Despite these perfectly reasonable explanations for our bird's visit, on these rare mornings when I glimpse our little pond's visiting heron, I like to think he might be here for another reason: Maybe our bird has gone astray because he's a local expression of that theoretical element of chaos without which -- the calculations of astrophysicists assure us -- the ways of the Universe simply can't be explained.

I want to believe that our unsociable shadow of a disoriented bird represents a local expression of utterly impersonal, randomly smiting, always discombobulating chaos because chaos gets things done, one way or another. And it's the only agency I can think of with a proven history of consistently screwing up such things as the fine-tuned, well-moneyed political and economic systems currently threatening Life on Earth.

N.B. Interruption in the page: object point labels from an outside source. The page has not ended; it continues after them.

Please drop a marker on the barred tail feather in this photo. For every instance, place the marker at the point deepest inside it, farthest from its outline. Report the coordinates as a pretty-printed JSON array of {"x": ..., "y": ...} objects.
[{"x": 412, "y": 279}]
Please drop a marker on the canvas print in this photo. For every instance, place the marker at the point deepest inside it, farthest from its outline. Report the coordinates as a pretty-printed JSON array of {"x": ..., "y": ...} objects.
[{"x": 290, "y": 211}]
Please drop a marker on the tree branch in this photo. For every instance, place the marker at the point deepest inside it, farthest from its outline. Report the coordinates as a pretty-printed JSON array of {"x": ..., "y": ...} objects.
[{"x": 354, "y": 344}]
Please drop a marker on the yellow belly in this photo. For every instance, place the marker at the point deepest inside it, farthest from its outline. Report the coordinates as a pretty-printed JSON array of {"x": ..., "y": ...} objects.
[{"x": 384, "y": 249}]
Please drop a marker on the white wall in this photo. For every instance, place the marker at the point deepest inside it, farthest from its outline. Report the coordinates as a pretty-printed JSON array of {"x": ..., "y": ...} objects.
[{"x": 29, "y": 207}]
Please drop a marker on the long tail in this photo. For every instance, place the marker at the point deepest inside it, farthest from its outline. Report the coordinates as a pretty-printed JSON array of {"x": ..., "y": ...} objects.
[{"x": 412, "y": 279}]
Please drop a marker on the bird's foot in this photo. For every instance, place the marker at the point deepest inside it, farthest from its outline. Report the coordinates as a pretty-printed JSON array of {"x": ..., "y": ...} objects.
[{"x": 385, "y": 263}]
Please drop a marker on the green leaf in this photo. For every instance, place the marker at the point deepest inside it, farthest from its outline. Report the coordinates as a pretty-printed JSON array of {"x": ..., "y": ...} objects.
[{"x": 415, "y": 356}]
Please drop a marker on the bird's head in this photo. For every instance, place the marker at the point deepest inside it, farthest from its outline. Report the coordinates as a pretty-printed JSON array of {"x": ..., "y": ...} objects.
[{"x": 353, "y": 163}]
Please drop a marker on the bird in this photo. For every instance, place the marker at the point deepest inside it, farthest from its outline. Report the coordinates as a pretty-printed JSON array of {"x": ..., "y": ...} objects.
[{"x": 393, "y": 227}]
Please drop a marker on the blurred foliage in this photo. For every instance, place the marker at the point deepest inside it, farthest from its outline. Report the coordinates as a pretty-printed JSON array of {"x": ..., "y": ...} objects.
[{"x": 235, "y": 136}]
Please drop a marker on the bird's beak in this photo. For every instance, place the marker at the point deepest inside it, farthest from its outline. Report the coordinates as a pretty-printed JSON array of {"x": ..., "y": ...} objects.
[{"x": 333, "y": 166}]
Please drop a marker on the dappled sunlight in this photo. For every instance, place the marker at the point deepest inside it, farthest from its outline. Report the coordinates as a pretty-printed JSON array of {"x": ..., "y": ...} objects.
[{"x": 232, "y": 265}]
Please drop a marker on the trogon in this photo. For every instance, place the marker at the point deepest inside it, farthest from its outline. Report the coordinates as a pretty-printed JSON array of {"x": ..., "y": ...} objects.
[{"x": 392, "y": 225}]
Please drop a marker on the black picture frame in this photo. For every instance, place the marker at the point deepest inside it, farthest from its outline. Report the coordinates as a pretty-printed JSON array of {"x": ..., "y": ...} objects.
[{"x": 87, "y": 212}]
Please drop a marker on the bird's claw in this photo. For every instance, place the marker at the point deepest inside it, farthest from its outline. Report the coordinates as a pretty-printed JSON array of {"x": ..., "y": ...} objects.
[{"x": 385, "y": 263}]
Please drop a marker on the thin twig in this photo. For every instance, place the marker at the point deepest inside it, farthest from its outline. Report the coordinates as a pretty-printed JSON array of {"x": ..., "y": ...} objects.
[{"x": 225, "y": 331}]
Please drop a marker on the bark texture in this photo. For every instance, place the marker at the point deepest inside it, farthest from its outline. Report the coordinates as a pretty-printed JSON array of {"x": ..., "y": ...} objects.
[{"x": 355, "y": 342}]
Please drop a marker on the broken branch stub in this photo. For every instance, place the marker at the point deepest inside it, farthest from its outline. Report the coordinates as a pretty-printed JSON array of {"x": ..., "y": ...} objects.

Traditionally, indigenous Americans showed their respect for chaos by giving it a face in everyday life, telling stories to one another about Coyote the Trickster, or a similar joking troublemaker. The Maya around me here have their Alux, even today, making eggs roll off tables, inviting coatis into cornfields for midnight feasts, and even sometimes coming out of nowhere with murderous intentions.

My own culture is so impoverished of traditional wisdom that we have nothing like Coyote or Alux. Clumsily, here I can only invoke the concept in general -- of chaos of the wandering Green-backed Heron kind.